Für die praktische TFA-Arbeit leitet Grunwald – der im Hauptberuf am Karlsruher Institut für Technologie (KIT) das Institut für Technikfolgenabschätzung und Systemanalyse leitet – drei wesentliche Leitlinien ab. Für die Wissenschaft müsse im Verhältnis zu Gesellschaft und Politik das Modell des „honest broker“ gelten – die Experten engagieren sich ohne Eigeninteresse. Die Wissenschaft liefert die Fakten ohne Werthaltungen; die – wertegeleiteten – Entscheidungen treffen andere. Zweitens ist das „Denken in Alternativen“ für moderne TFA essenziell, wie es in die Entscheidungsfindung zur Energiewende bereits Eingang gefunden hat.
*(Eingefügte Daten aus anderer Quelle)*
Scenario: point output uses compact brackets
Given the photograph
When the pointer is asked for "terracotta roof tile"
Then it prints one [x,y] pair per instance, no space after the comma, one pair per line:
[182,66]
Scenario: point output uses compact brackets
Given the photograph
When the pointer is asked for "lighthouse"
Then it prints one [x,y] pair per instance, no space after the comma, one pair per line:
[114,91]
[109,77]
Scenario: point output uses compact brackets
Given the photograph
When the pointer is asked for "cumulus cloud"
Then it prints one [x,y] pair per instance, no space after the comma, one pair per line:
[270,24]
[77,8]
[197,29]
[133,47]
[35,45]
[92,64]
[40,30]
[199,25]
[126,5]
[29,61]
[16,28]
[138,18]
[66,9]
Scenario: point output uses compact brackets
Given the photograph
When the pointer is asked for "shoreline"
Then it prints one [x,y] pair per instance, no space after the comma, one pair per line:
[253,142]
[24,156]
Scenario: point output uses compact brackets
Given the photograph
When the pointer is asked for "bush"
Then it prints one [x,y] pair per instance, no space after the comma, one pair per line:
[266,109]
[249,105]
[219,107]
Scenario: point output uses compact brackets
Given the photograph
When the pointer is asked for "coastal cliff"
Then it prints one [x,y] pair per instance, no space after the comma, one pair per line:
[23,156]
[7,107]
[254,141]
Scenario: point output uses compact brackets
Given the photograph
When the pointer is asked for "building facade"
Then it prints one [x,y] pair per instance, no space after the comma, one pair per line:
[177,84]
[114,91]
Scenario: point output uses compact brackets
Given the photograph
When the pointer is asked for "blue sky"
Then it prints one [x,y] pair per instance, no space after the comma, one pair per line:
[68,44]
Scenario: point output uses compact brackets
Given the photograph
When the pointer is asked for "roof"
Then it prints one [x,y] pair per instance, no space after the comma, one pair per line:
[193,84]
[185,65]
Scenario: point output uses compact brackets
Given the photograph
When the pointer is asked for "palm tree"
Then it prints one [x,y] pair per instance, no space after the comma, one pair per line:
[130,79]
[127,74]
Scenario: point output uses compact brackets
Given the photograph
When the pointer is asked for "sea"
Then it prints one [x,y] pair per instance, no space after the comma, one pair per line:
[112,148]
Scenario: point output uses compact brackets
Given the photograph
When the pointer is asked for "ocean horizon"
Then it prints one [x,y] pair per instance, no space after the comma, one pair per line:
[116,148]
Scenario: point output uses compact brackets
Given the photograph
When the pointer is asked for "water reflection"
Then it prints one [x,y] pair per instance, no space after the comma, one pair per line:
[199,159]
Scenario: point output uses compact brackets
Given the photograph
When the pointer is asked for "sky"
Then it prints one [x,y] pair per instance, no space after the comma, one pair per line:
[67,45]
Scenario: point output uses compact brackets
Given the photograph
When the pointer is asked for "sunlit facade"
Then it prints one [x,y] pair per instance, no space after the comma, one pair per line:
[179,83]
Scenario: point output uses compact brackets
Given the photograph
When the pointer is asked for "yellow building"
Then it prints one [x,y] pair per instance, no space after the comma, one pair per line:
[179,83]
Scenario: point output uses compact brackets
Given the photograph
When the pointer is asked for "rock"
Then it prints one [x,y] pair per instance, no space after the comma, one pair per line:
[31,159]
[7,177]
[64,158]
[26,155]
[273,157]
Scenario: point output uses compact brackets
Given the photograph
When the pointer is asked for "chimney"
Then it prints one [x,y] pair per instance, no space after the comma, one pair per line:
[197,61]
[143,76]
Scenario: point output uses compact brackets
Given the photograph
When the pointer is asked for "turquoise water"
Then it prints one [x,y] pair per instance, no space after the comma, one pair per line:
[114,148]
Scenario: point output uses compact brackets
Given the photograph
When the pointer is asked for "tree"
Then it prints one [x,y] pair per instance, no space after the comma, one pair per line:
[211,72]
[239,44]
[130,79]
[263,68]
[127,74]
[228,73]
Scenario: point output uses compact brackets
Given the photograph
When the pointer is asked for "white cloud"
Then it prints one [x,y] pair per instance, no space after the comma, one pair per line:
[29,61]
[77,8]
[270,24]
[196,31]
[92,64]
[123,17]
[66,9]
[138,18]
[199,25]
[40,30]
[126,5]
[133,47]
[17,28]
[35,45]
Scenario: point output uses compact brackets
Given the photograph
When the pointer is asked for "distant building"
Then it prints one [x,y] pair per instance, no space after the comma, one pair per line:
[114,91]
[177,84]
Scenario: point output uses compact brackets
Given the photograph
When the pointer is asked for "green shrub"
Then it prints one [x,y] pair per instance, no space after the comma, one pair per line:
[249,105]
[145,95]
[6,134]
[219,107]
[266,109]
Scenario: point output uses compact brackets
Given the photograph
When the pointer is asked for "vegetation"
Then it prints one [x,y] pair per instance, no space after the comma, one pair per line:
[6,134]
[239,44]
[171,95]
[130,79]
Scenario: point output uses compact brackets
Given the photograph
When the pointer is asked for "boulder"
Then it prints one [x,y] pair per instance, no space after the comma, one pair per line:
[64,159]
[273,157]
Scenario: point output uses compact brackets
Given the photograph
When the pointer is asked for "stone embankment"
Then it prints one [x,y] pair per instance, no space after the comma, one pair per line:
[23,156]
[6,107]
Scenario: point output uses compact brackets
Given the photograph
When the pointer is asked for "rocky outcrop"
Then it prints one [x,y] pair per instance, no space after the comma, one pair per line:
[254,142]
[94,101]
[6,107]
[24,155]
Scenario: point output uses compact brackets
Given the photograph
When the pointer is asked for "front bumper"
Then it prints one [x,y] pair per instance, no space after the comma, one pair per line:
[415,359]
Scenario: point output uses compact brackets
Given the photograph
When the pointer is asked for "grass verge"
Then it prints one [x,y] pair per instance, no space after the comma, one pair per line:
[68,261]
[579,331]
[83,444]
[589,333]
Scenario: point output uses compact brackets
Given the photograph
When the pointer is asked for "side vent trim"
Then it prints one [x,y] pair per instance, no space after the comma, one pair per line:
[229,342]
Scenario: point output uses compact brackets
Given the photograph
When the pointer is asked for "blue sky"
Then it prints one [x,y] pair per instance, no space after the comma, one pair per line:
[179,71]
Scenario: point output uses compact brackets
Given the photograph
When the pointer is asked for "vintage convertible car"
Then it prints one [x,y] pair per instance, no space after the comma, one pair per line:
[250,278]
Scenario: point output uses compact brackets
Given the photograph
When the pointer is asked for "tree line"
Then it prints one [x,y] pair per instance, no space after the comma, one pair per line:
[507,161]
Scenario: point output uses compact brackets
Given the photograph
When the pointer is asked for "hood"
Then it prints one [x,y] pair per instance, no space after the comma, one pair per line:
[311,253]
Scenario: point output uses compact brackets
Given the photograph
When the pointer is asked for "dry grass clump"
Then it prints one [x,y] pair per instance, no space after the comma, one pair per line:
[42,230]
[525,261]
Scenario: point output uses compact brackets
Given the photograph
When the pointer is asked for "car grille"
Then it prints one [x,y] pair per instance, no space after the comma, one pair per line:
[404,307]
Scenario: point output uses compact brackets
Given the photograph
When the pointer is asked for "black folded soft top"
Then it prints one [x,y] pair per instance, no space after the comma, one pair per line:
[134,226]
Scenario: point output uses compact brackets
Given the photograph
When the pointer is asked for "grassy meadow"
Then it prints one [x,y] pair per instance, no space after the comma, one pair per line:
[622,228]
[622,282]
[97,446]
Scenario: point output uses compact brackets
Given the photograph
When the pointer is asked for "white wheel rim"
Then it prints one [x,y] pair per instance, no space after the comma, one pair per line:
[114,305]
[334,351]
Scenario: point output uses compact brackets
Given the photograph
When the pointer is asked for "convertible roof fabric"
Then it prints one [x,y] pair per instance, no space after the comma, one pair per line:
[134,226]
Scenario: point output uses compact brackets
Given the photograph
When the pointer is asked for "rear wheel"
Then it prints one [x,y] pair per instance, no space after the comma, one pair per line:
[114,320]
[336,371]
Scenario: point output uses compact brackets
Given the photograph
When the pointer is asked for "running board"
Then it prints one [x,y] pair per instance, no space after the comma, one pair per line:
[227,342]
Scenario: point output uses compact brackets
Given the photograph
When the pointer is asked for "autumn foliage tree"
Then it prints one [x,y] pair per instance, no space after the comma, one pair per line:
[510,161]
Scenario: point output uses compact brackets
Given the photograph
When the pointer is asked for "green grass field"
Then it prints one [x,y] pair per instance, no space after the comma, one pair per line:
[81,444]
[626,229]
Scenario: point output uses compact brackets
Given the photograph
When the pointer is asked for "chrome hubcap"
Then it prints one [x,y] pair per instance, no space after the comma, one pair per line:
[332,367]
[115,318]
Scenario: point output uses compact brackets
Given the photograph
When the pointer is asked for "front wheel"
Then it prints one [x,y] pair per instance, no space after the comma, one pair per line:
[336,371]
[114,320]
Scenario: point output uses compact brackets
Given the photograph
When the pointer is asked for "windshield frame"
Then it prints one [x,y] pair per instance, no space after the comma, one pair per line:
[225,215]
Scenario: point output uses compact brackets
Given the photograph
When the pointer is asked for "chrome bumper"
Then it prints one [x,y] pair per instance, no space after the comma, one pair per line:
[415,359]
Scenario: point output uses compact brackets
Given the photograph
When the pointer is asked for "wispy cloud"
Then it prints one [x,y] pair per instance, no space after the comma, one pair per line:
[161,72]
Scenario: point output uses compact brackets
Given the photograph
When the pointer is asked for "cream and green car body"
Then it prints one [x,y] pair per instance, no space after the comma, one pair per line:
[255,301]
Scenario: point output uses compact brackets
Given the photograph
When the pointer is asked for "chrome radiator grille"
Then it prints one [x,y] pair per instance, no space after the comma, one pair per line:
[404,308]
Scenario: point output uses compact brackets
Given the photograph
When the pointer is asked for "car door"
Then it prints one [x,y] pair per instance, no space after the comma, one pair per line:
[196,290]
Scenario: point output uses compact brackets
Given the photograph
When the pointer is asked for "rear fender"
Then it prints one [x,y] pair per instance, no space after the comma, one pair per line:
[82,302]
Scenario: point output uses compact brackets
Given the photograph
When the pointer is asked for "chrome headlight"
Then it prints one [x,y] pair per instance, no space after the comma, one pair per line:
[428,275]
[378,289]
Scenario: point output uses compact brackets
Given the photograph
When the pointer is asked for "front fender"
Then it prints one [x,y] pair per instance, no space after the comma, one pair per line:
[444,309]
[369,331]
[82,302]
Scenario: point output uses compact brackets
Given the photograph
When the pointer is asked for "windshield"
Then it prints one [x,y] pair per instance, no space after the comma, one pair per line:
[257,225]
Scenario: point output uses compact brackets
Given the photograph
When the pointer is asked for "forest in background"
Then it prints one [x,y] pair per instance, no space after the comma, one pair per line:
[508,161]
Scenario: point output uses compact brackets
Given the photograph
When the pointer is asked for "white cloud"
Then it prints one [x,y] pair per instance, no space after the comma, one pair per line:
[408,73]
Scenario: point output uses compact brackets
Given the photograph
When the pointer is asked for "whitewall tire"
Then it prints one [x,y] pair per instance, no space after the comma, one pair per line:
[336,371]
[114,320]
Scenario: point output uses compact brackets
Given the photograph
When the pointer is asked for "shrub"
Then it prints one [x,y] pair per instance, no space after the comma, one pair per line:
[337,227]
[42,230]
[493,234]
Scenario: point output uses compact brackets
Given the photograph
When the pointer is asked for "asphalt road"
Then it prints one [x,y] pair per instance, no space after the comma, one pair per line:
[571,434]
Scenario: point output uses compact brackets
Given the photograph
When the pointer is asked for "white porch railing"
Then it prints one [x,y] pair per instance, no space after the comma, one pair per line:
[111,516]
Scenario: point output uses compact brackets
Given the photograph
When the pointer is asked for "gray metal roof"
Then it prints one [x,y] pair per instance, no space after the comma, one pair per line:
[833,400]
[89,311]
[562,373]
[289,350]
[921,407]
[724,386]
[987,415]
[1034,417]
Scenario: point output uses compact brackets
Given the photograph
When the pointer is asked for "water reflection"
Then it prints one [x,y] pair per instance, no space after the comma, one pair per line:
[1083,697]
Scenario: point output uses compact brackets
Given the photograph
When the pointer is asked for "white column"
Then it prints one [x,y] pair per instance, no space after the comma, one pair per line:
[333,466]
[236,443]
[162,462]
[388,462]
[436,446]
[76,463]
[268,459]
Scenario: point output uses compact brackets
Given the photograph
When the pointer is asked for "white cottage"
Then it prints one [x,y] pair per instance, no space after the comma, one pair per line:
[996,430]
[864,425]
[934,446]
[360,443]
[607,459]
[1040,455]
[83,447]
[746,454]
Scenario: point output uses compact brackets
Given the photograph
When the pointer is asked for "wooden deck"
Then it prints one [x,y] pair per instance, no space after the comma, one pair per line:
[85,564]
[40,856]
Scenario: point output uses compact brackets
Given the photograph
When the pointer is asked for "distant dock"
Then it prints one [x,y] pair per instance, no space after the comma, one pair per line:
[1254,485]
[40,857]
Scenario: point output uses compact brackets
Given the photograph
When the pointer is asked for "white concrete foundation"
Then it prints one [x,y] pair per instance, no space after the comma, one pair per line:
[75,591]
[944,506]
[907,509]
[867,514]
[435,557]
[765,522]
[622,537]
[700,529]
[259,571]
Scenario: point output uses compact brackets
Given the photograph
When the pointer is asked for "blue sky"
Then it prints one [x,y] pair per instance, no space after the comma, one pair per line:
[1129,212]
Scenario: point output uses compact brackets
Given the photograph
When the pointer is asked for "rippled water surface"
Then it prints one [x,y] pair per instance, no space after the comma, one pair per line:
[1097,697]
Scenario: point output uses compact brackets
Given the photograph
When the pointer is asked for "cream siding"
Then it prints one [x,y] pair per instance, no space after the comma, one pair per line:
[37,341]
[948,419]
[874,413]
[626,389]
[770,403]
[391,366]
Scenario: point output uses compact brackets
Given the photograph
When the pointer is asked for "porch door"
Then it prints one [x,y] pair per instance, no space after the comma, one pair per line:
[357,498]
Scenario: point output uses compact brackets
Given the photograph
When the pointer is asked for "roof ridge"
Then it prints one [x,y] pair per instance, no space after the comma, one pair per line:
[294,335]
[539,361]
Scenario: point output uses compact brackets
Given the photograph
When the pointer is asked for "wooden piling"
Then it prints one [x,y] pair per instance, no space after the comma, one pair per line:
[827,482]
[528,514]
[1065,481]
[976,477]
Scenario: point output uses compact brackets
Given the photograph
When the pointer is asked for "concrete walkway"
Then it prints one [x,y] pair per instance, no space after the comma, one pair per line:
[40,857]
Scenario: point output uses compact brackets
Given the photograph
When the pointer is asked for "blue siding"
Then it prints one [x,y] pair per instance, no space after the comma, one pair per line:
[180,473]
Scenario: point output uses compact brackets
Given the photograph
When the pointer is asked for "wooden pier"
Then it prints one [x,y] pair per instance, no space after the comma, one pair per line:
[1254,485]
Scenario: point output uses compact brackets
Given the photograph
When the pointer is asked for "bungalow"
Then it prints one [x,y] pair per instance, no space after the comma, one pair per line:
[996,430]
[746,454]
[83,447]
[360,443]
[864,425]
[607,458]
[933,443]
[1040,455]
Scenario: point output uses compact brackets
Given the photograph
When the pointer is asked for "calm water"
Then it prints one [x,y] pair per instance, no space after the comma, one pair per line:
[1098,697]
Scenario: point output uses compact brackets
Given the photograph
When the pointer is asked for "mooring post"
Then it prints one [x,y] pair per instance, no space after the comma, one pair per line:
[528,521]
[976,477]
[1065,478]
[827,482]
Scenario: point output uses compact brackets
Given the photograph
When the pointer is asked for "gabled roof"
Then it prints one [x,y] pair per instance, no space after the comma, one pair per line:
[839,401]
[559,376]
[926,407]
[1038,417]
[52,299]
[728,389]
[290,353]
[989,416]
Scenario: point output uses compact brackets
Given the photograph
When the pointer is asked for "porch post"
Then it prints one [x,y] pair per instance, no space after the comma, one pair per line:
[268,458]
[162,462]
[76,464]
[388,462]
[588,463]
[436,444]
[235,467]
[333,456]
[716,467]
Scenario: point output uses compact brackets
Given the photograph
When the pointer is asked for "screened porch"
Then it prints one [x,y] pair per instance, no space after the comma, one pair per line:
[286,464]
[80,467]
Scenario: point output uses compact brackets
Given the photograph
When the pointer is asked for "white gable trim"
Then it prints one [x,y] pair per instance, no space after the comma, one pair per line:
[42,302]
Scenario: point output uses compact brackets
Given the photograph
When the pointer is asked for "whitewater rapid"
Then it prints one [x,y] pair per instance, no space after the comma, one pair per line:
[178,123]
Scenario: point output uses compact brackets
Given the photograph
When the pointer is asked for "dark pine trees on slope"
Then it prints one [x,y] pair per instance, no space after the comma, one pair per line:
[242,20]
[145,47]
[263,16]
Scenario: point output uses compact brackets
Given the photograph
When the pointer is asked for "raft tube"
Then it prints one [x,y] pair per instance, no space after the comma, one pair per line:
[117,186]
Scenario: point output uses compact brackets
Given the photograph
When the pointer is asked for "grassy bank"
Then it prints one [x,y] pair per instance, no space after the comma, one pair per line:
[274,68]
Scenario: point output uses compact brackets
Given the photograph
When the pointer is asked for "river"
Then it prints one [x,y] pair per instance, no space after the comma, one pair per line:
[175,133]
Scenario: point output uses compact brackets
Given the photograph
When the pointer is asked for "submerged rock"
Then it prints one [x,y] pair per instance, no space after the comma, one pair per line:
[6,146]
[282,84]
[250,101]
Schließlich sollte es im Beratungsverfahren darum gehen, die „deliberativen Elemente stark zu machen“, wie es Grunwald formuliert. Das bedeutet, möglichst viele Stimmen zu hören und einzubeziehen, um zu „robusten Entscheidungen“ zu kommen, die dauerhaft Bestand haben. Für Grunwald ist die „Lehre aus der Endlagerkommission: Ohne Deliberation wäre sie gegen die Wand gefahren.“ Dabei geht es nicht um die Beschaffung von Akzeptanz im Vorfeld, sondern darum, durch die Einbeziehung vieler – auch aus der Zivilgesellschaft –, um letztlich „die Qualität der Ergebnisse zu verbessern“.